Henry David Thoreau, an essayist, philosopher, abolitionist, naturalist, and tax resister, was born on July 12, 1817, in Concord, Mass. His reflections on simple living and the environment in his book "Walden," as well as on activism and defying the unjust state in his essay "Civil Disobedience," are relevant today. Quotes from these works and others follow.
"The indescribable innocence and beneficence of Nature — of sun and wind and rain, of summer and winter — such health, such cheer, they afford forever!"
"If a man walk in the woods for love of them half of each day, he is in danger of being regarded as a loafer; but if he spends his whole day as a speculator, shearing off those woods and making Earth bald before her time, he is esteemed an industrious and enterprising citizen. As if a town had no interest in its forests but to cut them down!"
"Absolutely speaking, the more money, the less virtue; for money comes between a man and his objects, and obtains them for him; it was certainly no great virtue to obtain it."
"Not without a slight shudder at the danger, I often perceive how near I had come to admitting into my mind the details of some trivial affair — the news of the street; and I am astonished to observe how willing men are to lumber their minds with such rubbish — to permit idle rumors and incidents of the most insignificant kind to intrude on ground which should be sacred to thought. Shall the mind be a public arena, where the affairs of the street and the gossip of the tea-table chiefly are discussed? Or shall it be a quarter of heaven itself … consecrated to the service of the gods?"
"Why should we be in such desperate haste to succeed and in such desperate enterprises? If a man does not keep pace with his companions, perhaps it is because he hears a different drummer. Let him step to the music which he hears, however measured or far away."
"I find it wholesome to be alone the greater part of the time. To be in company, even with the best, is soon wearisome and dissipating. I love to be alone. I never found the companion that was so companionable as solitude."

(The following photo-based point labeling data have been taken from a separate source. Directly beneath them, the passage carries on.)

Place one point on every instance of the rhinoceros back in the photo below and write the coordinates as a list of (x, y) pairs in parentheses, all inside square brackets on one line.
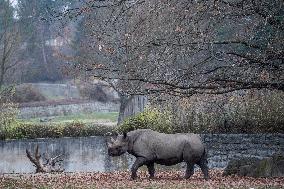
[(166, 147)]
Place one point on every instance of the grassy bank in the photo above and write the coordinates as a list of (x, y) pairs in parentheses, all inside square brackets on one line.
[(164, 179), (55, 130), (82, 117)]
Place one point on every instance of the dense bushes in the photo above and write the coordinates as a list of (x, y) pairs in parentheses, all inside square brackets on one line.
[(27, 93), (74, 129), (93, 92), (149, 119), (8, 111)]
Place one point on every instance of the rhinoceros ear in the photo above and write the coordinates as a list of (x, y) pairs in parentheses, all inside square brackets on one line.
[(124, 135)]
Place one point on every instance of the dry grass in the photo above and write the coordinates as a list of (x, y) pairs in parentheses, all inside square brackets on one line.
[(165, 179)]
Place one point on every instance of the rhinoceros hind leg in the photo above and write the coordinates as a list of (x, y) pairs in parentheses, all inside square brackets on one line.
[(138, 163), (189, 170), (204, 168), (151, 170)]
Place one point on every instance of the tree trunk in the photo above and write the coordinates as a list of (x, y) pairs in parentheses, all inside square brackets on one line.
[(130, 106)]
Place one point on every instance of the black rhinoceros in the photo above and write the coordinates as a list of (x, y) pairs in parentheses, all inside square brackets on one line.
[(151, 147)]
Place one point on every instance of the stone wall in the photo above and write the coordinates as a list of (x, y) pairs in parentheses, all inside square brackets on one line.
[(224, 147), (68, 109), (90, 153)]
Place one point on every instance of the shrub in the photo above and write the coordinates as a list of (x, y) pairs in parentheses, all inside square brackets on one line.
[(27, 93), (149, 119)]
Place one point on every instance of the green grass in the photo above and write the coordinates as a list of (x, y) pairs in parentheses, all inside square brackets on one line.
[(83, 117)]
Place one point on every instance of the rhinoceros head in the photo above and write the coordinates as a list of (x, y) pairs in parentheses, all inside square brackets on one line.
[(118, 146)]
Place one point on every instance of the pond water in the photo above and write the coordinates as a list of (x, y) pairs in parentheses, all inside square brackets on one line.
[(85, 154)]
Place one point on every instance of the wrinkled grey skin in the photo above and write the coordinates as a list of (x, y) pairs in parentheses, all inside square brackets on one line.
[(151, 147)]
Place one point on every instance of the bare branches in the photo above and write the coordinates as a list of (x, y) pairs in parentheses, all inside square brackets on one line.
[(186, 47), (50, 165)]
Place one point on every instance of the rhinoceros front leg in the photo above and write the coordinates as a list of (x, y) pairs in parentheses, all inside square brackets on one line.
[(204, 168), (138, 163), (151, 169), (189, 170)]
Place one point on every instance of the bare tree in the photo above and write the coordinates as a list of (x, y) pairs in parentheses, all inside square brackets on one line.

"I wish my countrymen to consider, that whatever the human law may be, neither an individual nor a nation can ever commit the least act of injustice against the obscurest individual, without having to pay the penalty for it. A government which deliberately enacts injustice, and persists in it, will at length ever become the laughing-stock of the world."
"If the injustice is part of the necessary friction of the machine of government, let it go, let it go: perchance it will wear smooth — certainly the machine will wear out… but if it is of such a nature that it requires you to be the agent of injustice to another, then I say, break the law. Let your life be a counter-friction to stop the machine. What I have to do is to see, at any rate, that I do not lend myself to the wrong which I condemn."
"Must the citizen ever for a moment, or in the least degree, resigns his conscience to the legislator? Why has every man a conscience then? I think that we should be men first, and subjects afterward."
"They who have been bred in the school of politics fail now and always to face the facts."
"I think that we should be men first, and subjects afterward. It is not desirable to cultivate a respect for the law, so much as for the right. The only obligation which I have a right to assume is to do at any time what I think right. It is truly enough said that a corporation has no conscience; but a corporation of conscientious men is a corporation with a conscience."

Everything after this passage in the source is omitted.